Я впервые увидел его в гостиной одного коктебельского дома, где в центре стола он травил светские байки, прибавляя "как говаривал Штирлиц, чтоб мне сдохнуть" и то и дело занося ногу над ямками чересчур откровенных непристойностей - к восторгу хозяйки, крашенной хной дамы под семьдесят, бывшей филармонической певицы, пожаловавшейся нам с женой, едва нас ей представили, что здешняя ее подруга, из княгинь, неимоверная сплетница, рассказывает знакомым, что она, хозяйка, живет половой жизнью со своей собакой: "Зачем она так говорит, вовсе я с ним не живу". Между тем пес, беспородный до какой-то даже породистости, желто-белый и с перебитой задней лапой, которую прижимал к животу, голодно, но робко заглядывал в гостиную из-за края пианино, и тогда певица кричала: "П-п-ш-ш-шел вон!"

Уже через день после знакомства Ося - тогда еще Ося, еще не Джозеф, - был с нами накоротке. Продемонстрировал, как за столом я жадно смотрю на других женщин, не выпуская, однако, жену из объятий, то и дело целуя в темя с хищностью пса, выкусывающего блох. Это было смешно, и мы расхохотались, хоть кто-то мог выставить за такое в дверь. Впрочем, актерство было его истинным, то есть бескорыстным, только эгоцентрическим, а своих персонажей - они же, как правило, составляли и публику - он по-своему ценил, как непременное условие явления своего искусства, отчего - позже я много раз наблюдал это - кое-кто приходил, разобравшись, в чем дело, в неистовство, принимаясь ненавидеть его последней, бессильной и душной ненавистью, - он был бессомнено обаятелен, но совершенно не приспособляем ни для каких внеэстетических отношений, ни к любви и нежной дружбе, ни к теплому практическому использованию. Подозреваю, эта беспримесная и беспощадная чистота его жанра, всегда рано или поздно оборачивающегося предательством, и была причиной его эмиграции, попытки найти в мире место, где голый артистизм не есть лишь ложка, которой можно испортить бочку меда этики и гражданской порядочности, но, увы, похоже, он промахнулся, и нет таких мест на земле. Тогда, в Крыму, он принялся забегать к нам что ни день, - наша комнатка, точней наша кровать на втором этаже миниатюрной и узкой башенки, воздвигнутой жадной хозяйкой для постояльцев в узком дворе беленой хаты, всегда оказывалась в орбите его неостановимого порханья, когда он переносил из дома в дом ядовитую пыльцу веселой и циничной наблюдательности, - вот только единственно - он безжалостно втягивал нас в подспудную жизнь безлюдного на глаз весеннего поселка, а ведь нам так хронически не хватало друг друга, хоть мы не расставались ни на минуту, то и дело стекаясь, как капли, и некому нам было сказать, что соитие - лишь безнадежная метафора невозможности полного соединения…

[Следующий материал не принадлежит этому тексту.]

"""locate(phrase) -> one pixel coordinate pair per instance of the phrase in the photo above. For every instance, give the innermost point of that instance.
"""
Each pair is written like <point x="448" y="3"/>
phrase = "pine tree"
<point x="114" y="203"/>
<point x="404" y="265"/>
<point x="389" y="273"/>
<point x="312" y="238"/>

Наконец мы попали в нужный экзит, такси шло по седьмой авеню вниз, а по пятьдесят шестой стрит мы свернули налево. Поскольку к концу поездки мой спутник неожиданно приумолк, расплатился я. Мы вылезли из желтой негритянской машины, я окликнул:

- Ося, ведь я впервые в Нью-Йорке, где же она, статуя Свободы?

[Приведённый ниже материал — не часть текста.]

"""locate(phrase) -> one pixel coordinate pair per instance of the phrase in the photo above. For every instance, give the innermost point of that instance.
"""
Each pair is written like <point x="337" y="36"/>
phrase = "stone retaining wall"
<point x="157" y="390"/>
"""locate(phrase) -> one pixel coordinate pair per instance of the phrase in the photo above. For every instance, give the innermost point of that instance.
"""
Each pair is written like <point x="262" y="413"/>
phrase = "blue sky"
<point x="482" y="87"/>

- А вот она! - живо отвечал он.

Я обернулся: улицу переходила жирная негритянка, шаркая плоскими подошвами, вся в чем-то пальмовом, с большой черной лакированной сумкой. Мы вступили в ресторацию.

Плащи у нас приняла невероятно худая девочка с блестящим взором - джинсы висели на ней, как прищепленные. Я подмигнул ей, она быстро прошептала: "Не верьте, я вернусь, я здесь останусь не больше месяца". К нам подошел хозяин в хорошем твиде - скорее всего, Дэвид Хантер, - они с Осей расцеловались. Мы уселись за столик между баром и роялем. "Есть ничего не будем", - объявил мой приятель, но я выторговал-таки кое-чего из закуски и тарелку горячего борща. "Абсолют" был у Оси с собой. Подавали официантки-ирландки, и я спросил хозяина, который принял у нас заказ лично, отчего в "Самоваре" - не русское обслуживание? Он с готовностью пояснил, что русские девушки много пьют на работе, отдаются клиентам прямо на кухне и нещадно обсчитывают, причем особенно отличалась одна советская кинозвезда, принятая на работу по высокой протекции. Пришлось менять персонал, обворожительно улыбнулся хозяин и откланялся, устремившись к другим гостям. Мы выпили по рюмке шведской водки, на ирландское пиво она ложилась тяжеловато.

- Кто эта девочка - у входа? - поинтересовался я.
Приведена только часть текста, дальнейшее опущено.